I liked both of these a lot. The nice thing about re-reading books I last read when I was fifteen is that I don't recall what happened in any of them, but I have very very vague recollections of which I thought sucked, so I can avoid them and just read the ones I recall liking. Stormqueen!
is an exception: I didn't actually ever read the whole thing. I had a bad feeling a few chapters in, flipped to the end, and was so disturbed that I never read the rest. So with that one, I went in knowing what happened, but not how or why.The Heritage of Hastur
concerns the sweet true love between two teenage boys, depressed crown prince (sort of) Regis Hastur, who can't use his telepathic powers, and Danilo Syrtis, abused cadet and catalyst telepath. You see how neatly that works? Their story is very reminiscent of oldish coming-out novels, full of fraught moments and silences and memories of the first time a boy knew he was different. Only it's all so much more fun when there's telepathy involved. The villain here, six-fingered Dyan Ardais, is rather more complex and interesting than evil older sadistic gay child-molesting predators usually are.
There is second story going on, involving Regis' childhood pal Lew Alton, now grown-up and suffering from a common affliction of MZB's male protagonists, the tendency to cut off their noses to spite their faces. This is generally expressed in the form of "I am so rebellious that if an authority figure wants me to do something, I'll do the opposite, even if we both really want the same thing." After a fight with his admittedly overbearing father Kennard Alton, Lew takes off for the notorious clan of Aldaran, and there discovers that there's a reason why everyone thinks Aldaran is bad news. (Do we ever learn what exactly was the reason they were banished?) I can't help feeling that a great deal of tragedy and trauma would have been averted if Lew had just given a chance to the perfectly nice woman his father was trying to set him up with, whom he rejected solely because society would have approved of the match. Stormqueen!
takes place way earlier, but also involves crazy Aldarans meddling with powers they can't control, which also leads to disastrous results.
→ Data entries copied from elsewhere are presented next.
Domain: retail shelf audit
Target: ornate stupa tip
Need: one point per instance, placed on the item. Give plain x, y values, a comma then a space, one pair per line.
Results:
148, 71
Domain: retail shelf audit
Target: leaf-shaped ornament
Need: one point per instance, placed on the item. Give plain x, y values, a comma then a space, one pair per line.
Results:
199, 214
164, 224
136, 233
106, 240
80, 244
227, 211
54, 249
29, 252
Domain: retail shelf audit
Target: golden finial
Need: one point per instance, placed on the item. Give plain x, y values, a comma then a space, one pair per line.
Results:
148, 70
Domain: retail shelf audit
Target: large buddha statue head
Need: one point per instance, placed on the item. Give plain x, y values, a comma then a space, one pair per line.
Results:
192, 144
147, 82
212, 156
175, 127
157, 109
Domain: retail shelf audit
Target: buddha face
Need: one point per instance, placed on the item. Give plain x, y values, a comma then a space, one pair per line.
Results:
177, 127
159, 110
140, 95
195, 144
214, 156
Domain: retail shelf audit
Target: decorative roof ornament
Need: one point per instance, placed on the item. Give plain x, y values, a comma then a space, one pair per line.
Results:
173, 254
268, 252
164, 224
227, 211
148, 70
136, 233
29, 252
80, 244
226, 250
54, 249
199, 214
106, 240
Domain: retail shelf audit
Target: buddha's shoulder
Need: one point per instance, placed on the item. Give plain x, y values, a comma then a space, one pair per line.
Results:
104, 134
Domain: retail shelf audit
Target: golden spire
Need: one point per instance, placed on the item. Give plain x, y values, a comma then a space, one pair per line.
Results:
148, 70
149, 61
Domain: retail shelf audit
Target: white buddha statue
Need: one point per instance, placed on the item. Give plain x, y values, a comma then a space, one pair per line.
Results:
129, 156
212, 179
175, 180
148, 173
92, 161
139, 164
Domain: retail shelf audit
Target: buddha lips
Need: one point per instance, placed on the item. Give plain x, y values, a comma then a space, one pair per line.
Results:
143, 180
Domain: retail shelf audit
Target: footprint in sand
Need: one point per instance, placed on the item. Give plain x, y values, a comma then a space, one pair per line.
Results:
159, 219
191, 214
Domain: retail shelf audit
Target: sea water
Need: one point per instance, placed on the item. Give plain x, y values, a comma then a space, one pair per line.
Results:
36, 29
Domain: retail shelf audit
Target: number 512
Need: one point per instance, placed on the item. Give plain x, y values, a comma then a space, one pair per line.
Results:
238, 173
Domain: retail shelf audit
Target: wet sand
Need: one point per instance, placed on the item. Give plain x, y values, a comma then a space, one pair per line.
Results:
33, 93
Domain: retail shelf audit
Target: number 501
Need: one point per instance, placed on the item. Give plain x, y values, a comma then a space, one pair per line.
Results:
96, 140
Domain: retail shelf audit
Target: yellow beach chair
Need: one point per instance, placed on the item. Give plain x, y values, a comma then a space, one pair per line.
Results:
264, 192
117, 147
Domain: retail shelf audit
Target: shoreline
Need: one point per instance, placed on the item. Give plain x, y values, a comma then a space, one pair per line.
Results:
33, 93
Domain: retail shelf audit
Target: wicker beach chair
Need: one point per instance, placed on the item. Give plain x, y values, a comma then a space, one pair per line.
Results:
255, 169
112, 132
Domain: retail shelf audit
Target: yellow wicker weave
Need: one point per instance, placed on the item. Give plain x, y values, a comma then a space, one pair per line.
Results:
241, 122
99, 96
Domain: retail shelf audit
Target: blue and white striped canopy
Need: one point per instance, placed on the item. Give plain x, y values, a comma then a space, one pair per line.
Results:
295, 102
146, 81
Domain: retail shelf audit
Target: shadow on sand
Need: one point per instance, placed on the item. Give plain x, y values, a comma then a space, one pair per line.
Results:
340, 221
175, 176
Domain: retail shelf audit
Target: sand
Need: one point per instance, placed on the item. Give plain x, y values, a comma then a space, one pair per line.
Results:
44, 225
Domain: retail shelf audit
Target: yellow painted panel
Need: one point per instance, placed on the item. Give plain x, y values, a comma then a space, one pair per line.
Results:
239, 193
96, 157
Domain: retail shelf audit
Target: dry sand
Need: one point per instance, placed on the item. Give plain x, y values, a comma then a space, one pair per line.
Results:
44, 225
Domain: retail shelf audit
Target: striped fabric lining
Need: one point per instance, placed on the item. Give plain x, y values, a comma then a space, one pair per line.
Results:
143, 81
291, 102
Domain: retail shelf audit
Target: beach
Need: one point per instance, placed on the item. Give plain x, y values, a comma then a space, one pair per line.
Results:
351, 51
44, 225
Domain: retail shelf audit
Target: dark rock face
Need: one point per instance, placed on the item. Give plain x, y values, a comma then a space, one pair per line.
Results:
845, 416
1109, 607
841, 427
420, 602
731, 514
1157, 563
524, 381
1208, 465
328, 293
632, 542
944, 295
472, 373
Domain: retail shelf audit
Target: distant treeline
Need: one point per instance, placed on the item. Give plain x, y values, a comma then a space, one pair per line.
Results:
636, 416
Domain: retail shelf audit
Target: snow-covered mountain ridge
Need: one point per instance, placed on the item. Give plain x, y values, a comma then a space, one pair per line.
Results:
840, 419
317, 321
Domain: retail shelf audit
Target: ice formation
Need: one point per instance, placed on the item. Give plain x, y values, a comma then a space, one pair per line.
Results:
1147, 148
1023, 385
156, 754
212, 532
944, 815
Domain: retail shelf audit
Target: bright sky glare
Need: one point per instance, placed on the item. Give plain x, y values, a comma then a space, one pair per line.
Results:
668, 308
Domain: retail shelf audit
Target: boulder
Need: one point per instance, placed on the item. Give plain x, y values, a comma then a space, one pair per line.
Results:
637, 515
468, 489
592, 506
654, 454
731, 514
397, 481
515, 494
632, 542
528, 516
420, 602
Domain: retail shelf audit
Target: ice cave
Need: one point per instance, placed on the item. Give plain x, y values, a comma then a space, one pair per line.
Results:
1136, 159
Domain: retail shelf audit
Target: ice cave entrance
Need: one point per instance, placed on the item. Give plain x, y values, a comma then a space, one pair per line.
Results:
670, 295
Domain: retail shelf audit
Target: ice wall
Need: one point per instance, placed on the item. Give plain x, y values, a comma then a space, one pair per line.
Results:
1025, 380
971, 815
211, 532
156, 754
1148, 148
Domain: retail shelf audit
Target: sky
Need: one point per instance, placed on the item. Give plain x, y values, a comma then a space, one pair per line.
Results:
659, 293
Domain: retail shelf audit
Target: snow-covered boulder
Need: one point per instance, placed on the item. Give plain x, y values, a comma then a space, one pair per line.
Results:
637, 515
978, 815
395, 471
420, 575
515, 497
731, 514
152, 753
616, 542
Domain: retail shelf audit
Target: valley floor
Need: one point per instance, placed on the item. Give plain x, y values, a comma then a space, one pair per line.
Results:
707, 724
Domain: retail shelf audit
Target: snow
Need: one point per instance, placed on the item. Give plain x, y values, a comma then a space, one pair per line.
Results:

It also is the first indication that no one should ever name their girl baby Dorilys.
In the Ages of Chaos before the coming of the Terrans, laran has been enhanced to a fantastic degree by a eugenics program which favors strength over stability, so people are born with incredible powers, but tend to die at birth, drop dead at puberty, go insane, or be unable to control their powers and cause huge amounts of trouble before going insane or dropping dead. Oh, and they've also developed a whole range of nasty laran-powered or laran-created weapons, including napalm. And they can directly manipulate genes, and thus created some non-human sex slaves. It's all very oppressive and decadent.
Dorilys Aldaran is a little girl who can call lightning, but isn't so good with controlling it. Her increasingly nutty father calls in several psychics to teach her to control her powers, but it's a big struggle and the neighboring kingdom is trying to seize his, and everything goes horribly, horribly, horribly wrong. Oh, and there's incest. Why does everything I've read in the last few months involve incest?